Элизабет затрепетала. Он снова победил.
– Если она и вернется, – с тихой яростью проговорила она, – то, уверяю тебя, Тревор, ненадолго.
Филип развязал галстук, бросил на диван и устало опустился на стул у постели Сабрины, подозрительно глядя в миску с супом. Не слишком аппетитно он выглядит! Филип никак не мог понять, что сделал не так. Очевидно было одно: сама попытка проглотить хотя бы ложку этого варева будет настоящим подвигом. Но есть надо!
Он еще раз посмотрел на бульон с волокнистыми овощами и пересоленной ветчиной и решительно принялся опустошать миску, пока не съел все, до последней капли. И лишь потом, облегченно вздохнув, откинулся на спинку и закрыл глаза. Интересно, встревожит ли Чарлза отсутствие друга? И как скоро пошлет он на поиски?
Филип горько усмехнулся. Что за идиотские мысли? Вряд ли кому-нибудь пришло в голову, что он попал в беду. Скорее всего его отсутствие объяснят очередным любовным приключением. Нетрудно вообразить, какими непристойными шуточками станут обмениваться джентльмены, расписывая его воображаемые похождения с первой же встреченной смазливой девчонкой. Должно быть, немало пари уже успели заключить относительно исхода его приключения. Жаль, что он так и не сможет оправдать их разыгравшегося воображения.
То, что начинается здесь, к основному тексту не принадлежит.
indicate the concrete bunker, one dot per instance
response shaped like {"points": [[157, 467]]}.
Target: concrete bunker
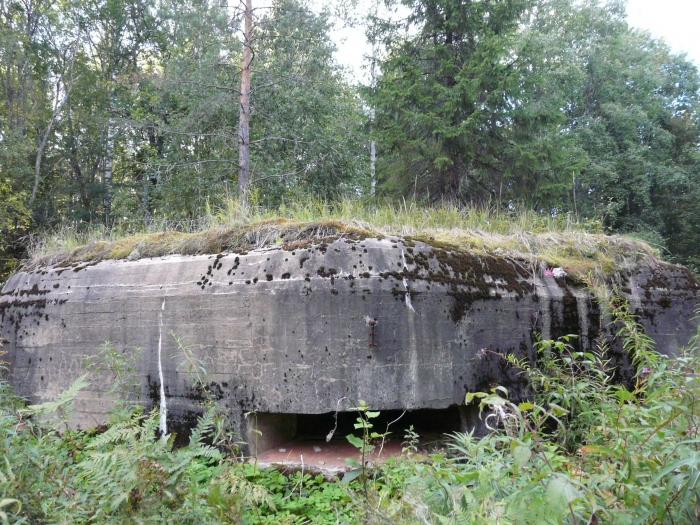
{"points": [[286, 330]]}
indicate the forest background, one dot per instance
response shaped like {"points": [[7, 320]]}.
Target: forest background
{"points": [[130, 115]]}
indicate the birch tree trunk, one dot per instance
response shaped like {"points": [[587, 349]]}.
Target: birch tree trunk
{"points": [[244, 116]]}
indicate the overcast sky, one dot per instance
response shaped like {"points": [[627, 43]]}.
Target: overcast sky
{"points": [[675, 21]]}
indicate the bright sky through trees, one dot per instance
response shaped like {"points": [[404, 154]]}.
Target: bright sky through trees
{"points": [[673, 20]]}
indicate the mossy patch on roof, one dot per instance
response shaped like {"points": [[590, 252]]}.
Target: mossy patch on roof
{"points": [[578, 252]]}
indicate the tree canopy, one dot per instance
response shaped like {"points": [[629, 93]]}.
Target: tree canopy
{"points": [[126, 112]]}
Филип с тревогой посмотрел на Сабрину, метавшуюся во сне. Ее прекрасные волосы спутались, и он, наклонившись над девушкой, пригладил рыжие пряди и заплел, как умел, длинную косу. Результат получился не таким уж блестящим, но для первого раза сойдет.
Интересно, из какой она семьи? Речь правильная, без малейших следов йоркширского акцента. Видно, что Сабрина получила неплохое образование. Филип невольно представил, что она жила с холодной, бесчувственной, властной мачехой и слабым, безвольным отцом, иначе как могла воспитанная девушка знатного рода отважиться на подобный поступок!
– Итак, дорогая, – обратился он к спящей, – будь уверена, я постараюсь докопаться до истины, даже если для этого придется проникнуть в твою прелестную головку и вытащить правду на свет Божий!
Он потрогал ее лоб и выругался. Сухой и горячий. Значит, горячка не пощадила ее.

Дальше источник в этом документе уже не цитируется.